Apreciação: Uma bela surpresa, esta curta de ficção científica nacional. Estrada consegue, com meios limitados, criar um clima denso e absorvente, num cenário apocalíptico contido mas verosímil. A estória é contada de forma clássica mas segura, com alguns elementos oníricos que Estrada foi adicionando, solidificando a narrativa base e criando espaços para que esta respire. Boa direcção artística e fotografia, e interpretações sólidas de veteranos e estreantes, num elenco seguro e homogéneo. O único ponto negativo (ou meio ponto, neste caso) é ter uma duração estranha, quase televisiva, que pode prejudicar a sua exibição comercial. E este filme merece público, quanto mais não seja, porque é um género pouco explorado por cá, e que precisa de mais bons exemplos como este.
Classificação:
“Por Detrás da Moeda“
PRÉMIO DO PÚBLICO | MENÇÃO ESPECIAL DO JURI CINEMA PORTUGUÊS
Luís Moya – 93’ (Port) – PCP – FILME – documentário – falado port – ANTESTREIA MUNDIAL
O que se esconde atrás dos músicos que actuam nas ruas do centro do Porto? Luís Moya, vencedor do Prémio de Melhor Filme Português no Fantasporto 2013 com “Mia Mia Sudan Tamam Tamam”, renova o seu estilo de imersão em mundos que se revelam difíceis mas também cheios de humanidade, e vive o dia-a-dia destes músicos e personalidades originais que poucos conhecem.

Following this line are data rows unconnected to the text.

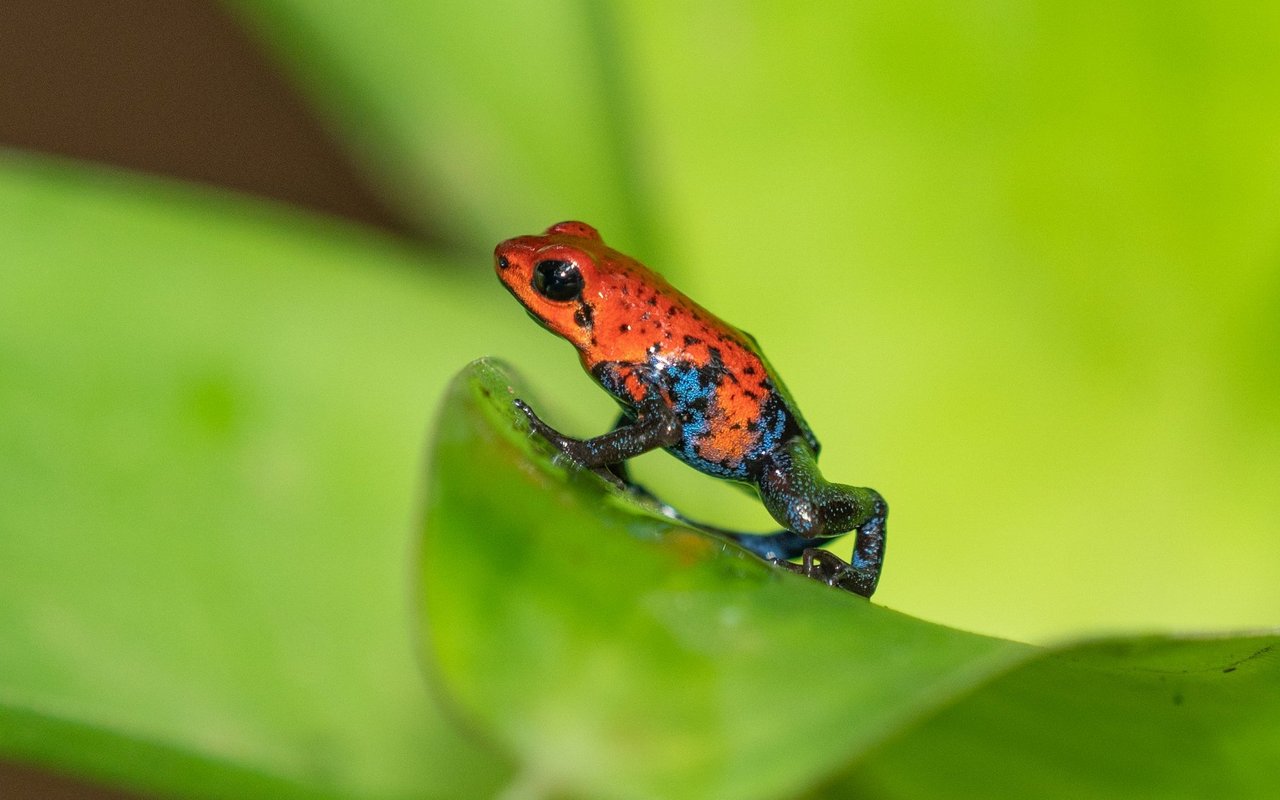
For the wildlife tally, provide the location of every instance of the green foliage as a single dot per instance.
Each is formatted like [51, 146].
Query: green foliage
[618, 656]
[1018, 265]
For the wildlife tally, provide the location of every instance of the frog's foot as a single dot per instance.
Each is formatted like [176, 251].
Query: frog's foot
[575, 451]
[835, 571]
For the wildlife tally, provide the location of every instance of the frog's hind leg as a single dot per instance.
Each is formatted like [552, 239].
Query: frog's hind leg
[812, 508]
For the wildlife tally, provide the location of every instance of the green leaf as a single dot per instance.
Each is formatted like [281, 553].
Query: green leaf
[616, 654]
[213, 414]
[484, 122]
[1016, 261]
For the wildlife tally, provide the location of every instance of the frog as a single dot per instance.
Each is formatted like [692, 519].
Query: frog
[696, 387]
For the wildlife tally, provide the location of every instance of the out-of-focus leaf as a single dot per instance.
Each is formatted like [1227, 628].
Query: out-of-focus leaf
[485, 120]
[1018, 263]
[211, 421]
[618, 656]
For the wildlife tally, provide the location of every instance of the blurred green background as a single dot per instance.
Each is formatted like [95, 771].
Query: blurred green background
[1018, 263]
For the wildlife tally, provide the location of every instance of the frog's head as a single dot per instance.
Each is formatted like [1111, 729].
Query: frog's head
[556, 277]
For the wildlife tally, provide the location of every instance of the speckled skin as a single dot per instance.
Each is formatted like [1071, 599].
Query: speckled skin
[694, 385]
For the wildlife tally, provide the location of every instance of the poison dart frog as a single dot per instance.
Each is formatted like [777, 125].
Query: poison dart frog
[694, 385]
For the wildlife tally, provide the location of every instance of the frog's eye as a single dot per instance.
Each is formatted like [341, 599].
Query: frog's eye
[556, 279]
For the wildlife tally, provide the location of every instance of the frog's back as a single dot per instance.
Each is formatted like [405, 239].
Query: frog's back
[732, 406]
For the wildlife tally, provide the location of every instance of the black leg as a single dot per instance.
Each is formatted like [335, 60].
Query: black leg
[809, 506]
[656, 425]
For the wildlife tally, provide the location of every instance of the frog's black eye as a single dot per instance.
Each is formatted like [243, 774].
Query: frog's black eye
[556, 279]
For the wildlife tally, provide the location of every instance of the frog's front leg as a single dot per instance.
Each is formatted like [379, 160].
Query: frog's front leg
[656, 425]
[810, 507]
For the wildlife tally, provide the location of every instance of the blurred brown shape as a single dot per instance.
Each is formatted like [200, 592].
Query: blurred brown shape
[176, 88]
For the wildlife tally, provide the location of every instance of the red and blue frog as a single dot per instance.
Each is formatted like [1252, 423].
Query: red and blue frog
[696, 387]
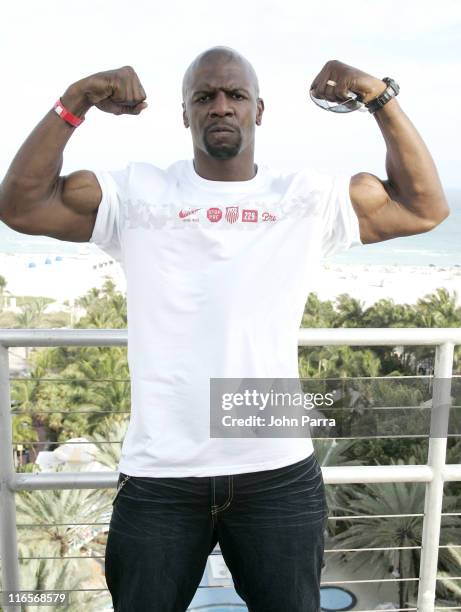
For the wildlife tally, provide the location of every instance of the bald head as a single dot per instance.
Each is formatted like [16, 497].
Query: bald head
[214, 56]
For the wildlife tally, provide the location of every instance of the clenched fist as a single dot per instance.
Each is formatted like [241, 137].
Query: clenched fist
[116, 91]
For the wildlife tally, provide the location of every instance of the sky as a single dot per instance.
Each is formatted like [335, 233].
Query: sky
[45, 45]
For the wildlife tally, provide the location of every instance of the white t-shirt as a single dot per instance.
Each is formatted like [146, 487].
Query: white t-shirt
[217, 275]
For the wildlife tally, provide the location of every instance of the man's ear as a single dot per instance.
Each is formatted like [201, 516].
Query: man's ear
[184, 116]
[259, 110]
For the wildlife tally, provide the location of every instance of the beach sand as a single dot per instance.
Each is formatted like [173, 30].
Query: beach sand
[73, 276]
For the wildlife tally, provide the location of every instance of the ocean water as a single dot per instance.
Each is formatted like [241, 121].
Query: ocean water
[440, 247]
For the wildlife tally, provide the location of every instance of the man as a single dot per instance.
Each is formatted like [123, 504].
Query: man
[219, 255]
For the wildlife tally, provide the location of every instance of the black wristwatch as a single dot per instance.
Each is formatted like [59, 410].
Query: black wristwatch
[390, 92]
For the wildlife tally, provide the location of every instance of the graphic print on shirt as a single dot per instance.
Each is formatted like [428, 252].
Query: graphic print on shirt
[232, 213]
[214, 214]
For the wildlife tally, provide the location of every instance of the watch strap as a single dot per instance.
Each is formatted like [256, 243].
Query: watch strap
[390, 92]
[65, 114]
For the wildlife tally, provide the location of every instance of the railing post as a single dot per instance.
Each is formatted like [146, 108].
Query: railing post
[8, 532]
[434, 490]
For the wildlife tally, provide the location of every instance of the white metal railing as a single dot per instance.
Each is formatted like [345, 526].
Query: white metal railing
[435, 473]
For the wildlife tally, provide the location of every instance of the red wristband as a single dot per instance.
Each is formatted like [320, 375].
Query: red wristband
[65, 114]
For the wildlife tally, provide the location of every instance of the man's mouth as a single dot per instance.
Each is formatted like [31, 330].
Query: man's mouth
[221, 128]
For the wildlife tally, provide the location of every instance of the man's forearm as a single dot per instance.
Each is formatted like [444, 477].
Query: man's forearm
[35, 169]
[412, 175]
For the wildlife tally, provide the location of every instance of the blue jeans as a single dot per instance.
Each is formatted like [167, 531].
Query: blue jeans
[269, 525]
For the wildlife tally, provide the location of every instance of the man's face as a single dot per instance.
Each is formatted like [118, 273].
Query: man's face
[221, 108]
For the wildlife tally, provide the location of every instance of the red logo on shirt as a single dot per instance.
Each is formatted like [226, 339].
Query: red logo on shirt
[249, 215]
[232, 213]
[214, 214]
[186, 213]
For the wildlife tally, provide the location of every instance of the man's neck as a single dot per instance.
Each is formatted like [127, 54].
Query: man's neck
[225, 170]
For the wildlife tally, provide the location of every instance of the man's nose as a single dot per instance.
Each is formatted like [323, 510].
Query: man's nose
[221, 106]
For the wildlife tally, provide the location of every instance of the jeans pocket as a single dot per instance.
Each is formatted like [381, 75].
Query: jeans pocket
[122, 480]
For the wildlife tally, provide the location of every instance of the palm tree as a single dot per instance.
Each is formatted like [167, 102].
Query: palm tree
[59, 575]
[372, 500]
[114, 429]
[331, 452]
[58, 510]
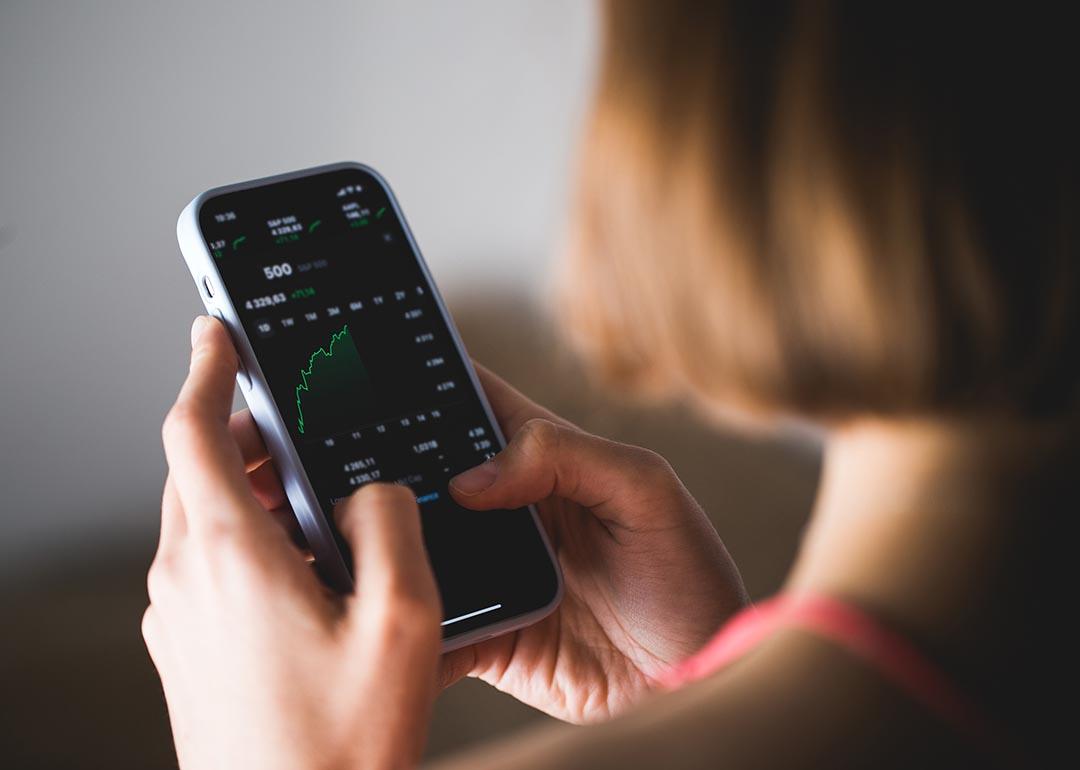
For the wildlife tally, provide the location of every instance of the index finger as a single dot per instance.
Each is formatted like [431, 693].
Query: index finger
[203, 457]
[512, 408]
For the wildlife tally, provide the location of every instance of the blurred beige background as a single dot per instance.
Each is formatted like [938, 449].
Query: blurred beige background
[112, 116]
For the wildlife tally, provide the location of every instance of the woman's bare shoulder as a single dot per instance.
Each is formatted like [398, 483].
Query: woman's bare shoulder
[795, 702]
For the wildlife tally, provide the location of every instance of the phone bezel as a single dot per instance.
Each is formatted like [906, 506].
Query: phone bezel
[271, 424]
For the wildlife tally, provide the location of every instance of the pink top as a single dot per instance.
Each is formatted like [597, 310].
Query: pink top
[890, 654]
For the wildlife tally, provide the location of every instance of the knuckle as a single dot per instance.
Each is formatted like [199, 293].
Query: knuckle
[409, 615]
[539, 435]
[159, 582]
[180, 420]
[385, 496]
[149, 626]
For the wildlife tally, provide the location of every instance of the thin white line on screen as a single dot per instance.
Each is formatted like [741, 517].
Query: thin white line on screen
[467, 616]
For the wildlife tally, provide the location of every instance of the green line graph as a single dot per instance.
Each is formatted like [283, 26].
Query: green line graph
[334, 389]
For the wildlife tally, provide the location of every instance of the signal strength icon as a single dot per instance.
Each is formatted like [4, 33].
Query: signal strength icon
[349, 190]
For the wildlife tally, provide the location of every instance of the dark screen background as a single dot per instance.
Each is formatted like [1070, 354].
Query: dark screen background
[366, 376]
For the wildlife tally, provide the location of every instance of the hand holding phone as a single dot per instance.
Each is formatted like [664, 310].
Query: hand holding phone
[260, 665]
[648, 580]
[354, 374]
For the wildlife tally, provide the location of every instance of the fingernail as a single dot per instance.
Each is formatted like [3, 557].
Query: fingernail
[475, 480]
[198, 327]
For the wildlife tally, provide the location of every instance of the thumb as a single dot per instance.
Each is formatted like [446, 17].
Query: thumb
[381, 523]
[619, 483]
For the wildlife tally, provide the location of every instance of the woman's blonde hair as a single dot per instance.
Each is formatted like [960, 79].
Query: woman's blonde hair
[832, 207]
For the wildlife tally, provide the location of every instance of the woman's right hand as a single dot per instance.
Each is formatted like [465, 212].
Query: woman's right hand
[647, 580]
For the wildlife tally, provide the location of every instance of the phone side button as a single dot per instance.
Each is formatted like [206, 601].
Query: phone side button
[243, 378]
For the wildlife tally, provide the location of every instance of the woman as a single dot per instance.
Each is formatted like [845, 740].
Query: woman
[862, 218]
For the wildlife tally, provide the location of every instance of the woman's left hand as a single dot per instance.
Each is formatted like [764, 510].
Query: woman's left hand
[262, 666]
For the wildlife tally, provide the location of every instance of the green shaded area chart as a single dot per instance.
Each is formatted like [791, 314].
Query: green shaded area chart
[334, 389]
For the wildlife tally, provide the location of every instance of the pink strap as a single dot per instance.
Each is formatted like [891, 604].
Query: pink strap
[887, 652]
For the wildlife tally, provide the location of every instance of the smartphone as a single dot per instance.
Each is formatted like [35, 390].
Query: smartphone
[354, 373]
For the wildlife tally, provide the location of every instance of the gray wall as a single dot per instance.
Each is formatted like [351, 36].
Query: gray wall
[113, 115]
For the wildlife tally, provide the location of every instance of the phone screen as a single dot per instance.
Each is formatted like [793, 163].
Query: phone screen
[365, 372]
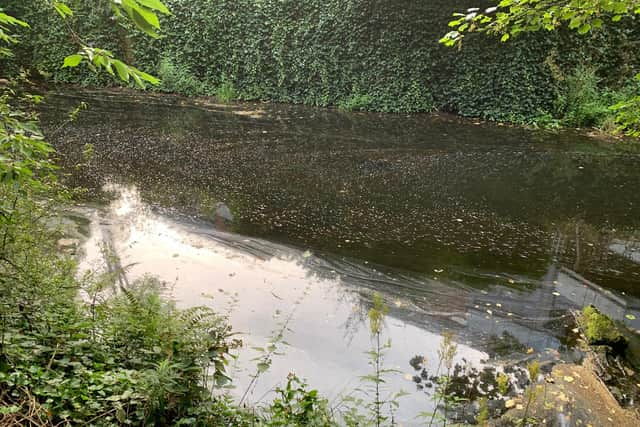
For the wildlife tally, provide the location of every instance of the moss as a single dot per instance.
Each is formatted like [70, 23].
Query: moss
[600, 329]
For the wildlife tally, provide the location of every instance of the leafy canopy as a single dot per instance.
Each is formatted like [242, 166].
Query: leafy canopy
[512, 17]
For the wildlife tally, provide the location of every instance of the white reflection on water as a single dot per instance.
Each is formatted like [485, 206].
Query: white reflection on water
[204, 266]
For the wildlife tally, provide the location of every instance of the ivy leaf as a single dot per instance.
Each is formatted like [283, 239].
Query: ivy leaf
[62, 9]
[122, 70]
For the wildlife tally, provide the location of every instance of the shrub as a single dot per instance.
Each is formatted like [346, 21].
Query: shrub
[226, 92]
[600, 329]
[356, 102]
[177, 78]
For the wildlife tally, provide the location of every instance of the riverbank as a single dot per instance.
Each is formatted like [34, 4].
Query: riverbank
[254, 109]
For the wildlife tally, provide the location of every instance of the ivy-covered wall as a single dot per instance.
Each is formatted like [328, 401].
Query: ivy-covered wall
[375, 54]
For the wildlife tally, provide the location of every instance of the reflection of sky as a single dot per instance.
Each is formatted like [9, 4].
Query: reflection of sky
[206, 266]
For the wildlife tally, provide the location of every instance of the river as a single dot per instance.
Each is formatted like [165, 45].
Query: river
[290, 217]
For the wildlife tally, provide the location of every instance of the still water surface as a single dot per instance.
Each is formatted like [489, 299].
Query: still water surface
[272, 212]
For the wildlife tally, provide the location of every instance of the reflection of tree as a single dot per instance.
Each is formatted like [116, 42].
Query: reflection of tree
[414, 193]
[587, 250]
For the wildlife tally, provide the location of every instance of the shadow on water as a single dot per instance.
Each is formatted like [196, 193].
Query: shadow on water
[491, 232]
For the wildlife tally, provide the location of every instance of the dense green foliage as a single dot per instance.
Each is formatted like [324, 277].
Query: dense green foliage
[514, 17]
[357, 54]
[99, 350]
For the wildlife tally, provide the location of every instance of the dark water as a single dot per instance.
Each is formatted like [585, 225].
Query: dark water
[490, 231]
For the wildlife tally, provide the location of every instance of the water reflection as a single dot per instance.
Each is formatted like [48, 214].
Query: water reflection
[493, 233]
[505, 320]
[414, 193]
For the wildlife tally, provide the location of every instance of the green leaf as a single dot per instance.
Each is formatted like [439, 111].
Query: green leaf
[72, 61]
[584, 29]
[122, 70]
[155, 5]
[62, 9]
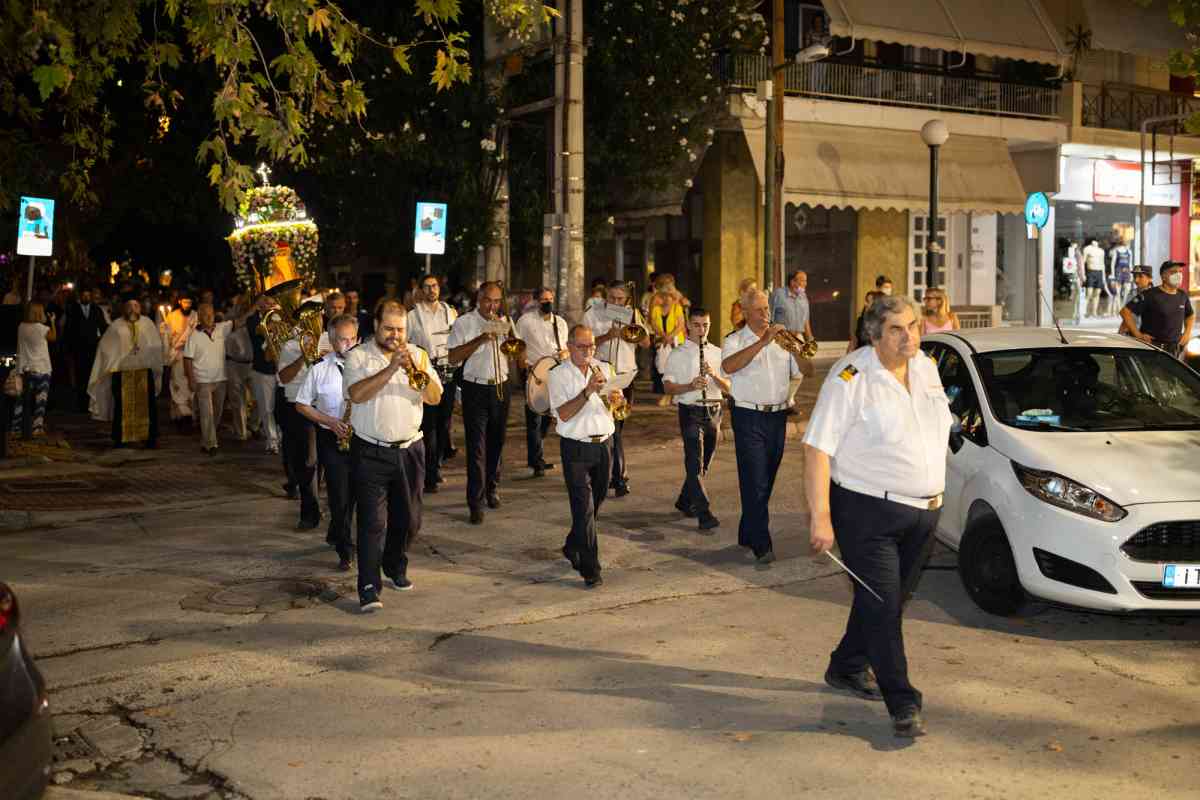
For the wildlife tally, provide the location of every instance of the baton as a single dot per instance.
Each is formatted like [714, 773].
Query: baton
[851, 573]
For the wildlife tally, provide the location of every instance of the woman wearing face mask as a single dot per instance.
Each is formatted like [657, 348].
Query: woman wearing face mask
[1165, 312]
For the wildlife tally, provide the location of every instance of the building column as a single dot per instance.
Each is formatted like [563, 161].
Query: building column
[733, 235]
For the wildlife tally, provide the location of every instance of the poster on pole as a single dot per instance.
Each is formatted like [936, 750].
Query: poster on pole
[35, 227]
[430, 236]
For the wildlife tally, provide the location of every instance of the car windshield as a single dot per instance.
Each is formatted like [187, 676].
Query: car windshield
[1075, 389]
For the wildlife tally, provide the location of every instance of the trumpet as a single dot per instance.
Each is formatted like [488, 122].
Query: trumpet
[343, 443]
[803, 347]
[617, 404]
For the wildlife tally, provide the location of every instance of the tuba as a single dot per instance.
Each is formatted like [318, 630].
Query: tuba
[292, 320]
[803, 347]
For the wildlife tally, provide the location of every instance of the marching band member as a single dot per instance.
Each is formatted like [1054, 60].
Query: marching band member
[881, 510]
[299, 434]
[475, 343]
[622, 356]
[321, 401]
[545, 335]
[429, 328]
[585, 429]
[760, 370]
[694, 376]
[387, 451]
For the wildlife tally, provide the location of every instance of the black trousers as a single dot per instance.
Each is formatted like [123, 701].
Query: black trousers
[619, 476]
[485, 419]
[436, 433]
[886, 545]
[759, 440]
[388, 486]
[299, 456]
[697, 426]
[586, 469]
[537, 427]
[336, 464]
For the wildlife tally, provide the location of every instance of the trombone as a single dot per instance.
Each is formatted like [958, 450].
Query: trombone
[511, 347]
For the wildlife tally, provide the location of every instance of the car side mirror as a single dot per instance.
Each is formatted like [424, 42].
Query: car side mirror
[955, 440]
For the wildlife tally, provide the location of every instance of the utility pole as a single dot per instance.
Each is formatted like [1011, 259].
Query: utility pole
[779, 79]
[574, 222]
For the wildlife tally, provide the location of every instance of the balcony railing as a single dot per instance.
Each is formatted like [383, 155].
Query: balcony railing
[897, 86]
[1123, 108]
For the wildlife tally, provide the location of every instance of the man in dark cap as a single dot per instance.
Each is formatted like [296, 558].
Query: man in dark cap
[1163, 314]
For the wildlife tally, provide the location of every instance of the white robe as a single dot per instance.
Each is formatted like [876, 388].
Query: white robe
[115, 353]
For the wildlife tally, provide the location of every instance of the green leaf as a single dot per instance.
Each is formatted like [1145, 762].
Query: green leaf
[51, 77]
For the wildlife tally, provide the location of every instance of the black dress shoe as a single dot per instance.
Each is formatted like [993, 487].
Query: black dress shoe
[859, 685]
[909, 722]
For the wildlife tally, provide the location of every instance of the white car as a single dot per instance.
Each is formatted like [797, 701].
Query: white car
[1075, 474]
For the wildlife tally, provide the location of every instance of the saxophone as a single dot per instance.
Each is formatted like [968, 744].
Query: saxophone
[343, 443]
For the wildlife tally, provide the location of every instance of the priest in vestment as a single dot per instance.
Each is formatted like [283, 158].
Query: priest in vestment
[126, 377]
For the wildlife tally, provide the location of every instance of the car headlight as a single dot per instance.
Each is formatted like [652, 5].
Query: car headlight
[1068, 494]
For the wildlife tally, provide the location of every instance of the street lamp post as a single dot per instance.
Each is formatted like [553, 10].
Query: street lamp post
[934, 133]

Apreciação: Não esperava que “Por Detrás da Moeda” fosse tão pungente e arrebatador. Partindo de uma premissa simples, documentar a vida dos músicos de rua do Porto, Moya vai construindo a narrativa como se estivesse a descascar uma cebola, camada por camada. Com uma contextualização frenética, Moya vai percorrendo locais e personagens numa busca de substância. Vai constrastanto estes músicos anónimos com outros mais conhecidos e estabelecidos, ao mesmo tempo que os vai distinguindo, por vocação ou necessidade. E este percurso é intenso e esclarecedor. Até Moya encontrar a história, o músico de rua que não se enquadra no sucesso. É aqui que o filme abranda e se aproxima, ao mesmo tempo que faz uma viagem ao boom do rock português, tão fascinante quanto emocional. A câmara de Moya vai decorando a narrativa com planos do dia a dia, de uma forma que parece que estamos a olhar para esta cidade como se fosse a primeira vez. A forma como olha é única, e não temos dúvida de que é a verdadeira. Isso é o que desarma aqui, a forma como o realizador se posiciona no filme, dá o corpo pela estória (e história) que quer contar, porque ela precisa de ser contada. Tecnicamente, e pela forma como foi filmado, esperava-se muito menos, mas Moya inventa planos e efeitos e cortes meticulosos, que mais do que ilustrar dão tom à narrativa. “Por Detrás da Moeda” é um documentário autêntico (parece redundância mas não é, visto que muitos não o são), que à partida diria mais a quem é do (ou quem vive no) Porto, mas que acaba por ser um documento social e cultural transversal à condição portuguesa. Haja uma distribuidora que aposte nele, porque Portugal precisa de ver este filme.